Sixty-seven percent of American women have been overlooked by retailers for too long and Refinery29 is doing something about it.

The digital media company, Aerie and Lane Bryant are working together on a new initiative dubbed The 67% Project, which advocates for better representation of plus-size women in retail and media outlets. The project will foster new partnerships, establish content strategy change and challenge audience perspectives about size representation from Sept. 26-Oct. 2, with the goal of initiating change across multiple industries.

The 67% Project represents the 67 percent of women in America who are a size 14 and up though they make up less than 2 percent of top media images curated for female audiences. The unfair bias of plus-size women has increased over recent years by 66 percent, where they are often perceived as “embarrassing,” “lazy” or “ugly.” The retail industry also hasn’t always kept plus-size women in its interests, with companies such as H&M confining its plus-size collections to digital spaces only. Refinery29, along with Aerie and Lane Bryant, aim to advocate for body positivity with The 67% Project and highlight the realistic representation of women in the U.S.

“This campaign is not about creating a standalone moment or a separate content strategy for plus-size women exclusively,” Refinery29 global editor-in-chief Christene Barberich said. “It’s about eliminating the walls that separate women or make them feel excluded, and it’s a chance to challenge ourselves and hopefully our peers in media to represent and reflect our audience in the most inspired and realistic way possible.”

Refinery29 is also bringing The 67% Project to their own editorial content, with more representation of women sizes 14 to 34 in their newsletter, photography, Snapchat Discover and Instagram.

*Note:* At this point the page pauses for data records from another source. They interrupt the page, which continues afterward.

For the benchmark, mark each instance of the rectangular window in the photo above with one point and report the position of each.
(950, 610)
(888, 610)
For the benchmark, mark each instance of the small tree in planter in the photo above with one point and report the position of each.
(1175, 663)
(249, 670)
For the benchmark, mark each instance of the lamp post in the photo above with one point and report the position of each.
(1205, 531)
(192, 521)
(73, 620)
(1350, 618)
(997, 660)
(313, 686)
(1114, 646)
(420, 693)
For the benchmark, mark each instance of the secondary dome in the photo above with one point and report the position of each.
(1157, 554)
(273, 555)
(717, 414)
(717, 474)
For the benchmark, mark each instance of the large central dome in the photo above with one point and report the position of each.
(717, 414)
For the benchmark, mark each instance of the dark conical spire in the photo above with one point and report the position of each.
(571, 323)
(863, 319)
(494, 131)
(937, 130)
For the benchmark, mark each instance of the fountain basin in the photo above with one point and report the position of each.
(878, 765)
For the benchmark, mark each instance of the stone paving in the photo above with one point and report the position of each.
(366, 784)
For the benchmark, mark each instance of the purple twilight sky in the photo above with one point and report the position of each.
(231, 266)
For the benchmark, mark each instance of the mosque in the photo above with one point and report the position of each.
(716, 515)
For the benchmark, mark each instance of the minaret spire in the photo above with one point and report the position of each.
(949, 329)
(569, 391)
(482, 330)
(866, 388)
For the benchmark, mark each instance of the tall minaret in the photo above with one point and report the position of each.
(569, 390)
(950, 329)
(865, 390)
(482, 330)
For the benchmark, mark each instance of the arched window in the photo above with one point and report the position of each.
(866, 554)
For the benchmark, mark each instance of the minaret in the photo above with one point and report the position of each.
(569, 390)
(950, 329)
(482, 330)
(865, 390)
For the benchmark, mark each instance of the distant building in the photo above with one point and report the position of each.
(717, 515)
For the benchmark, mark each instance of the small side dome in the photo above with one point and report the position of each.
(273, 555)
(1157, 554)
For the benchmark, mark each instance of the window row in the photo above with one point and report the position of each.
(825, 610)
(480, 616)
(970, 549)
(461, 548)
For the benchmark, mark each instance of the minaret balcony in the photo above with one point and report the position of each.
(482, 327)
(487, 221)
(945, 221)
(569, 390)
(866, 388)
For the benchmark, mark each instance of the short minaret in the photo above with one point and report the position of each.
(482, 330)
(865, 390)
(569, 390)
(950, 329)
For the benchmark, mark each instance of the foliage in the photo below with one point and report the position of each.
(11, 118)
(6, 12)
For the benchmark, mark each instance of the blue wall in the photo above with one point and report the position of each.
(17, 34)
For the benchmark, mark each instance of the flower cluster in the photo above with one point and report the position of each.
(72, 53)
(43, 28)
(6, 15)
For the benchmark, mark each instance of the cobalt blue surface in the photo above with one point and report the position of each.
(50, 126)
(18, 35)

With guest creative director, actress Danielle Brooks, Refinery29 will curate fashion features and video testimonials to bring a spotlight to the plus-size female community.

“The fashion industry needs to step up its size inclusion, size 2 is not the norm for the majority of society and young girls need role models who look like them,” Brooks said. “I wish I had something like this growing up; showing successful, diverse, and gorgeous women of all shapes and sizes killing it across many walks of life and industries.”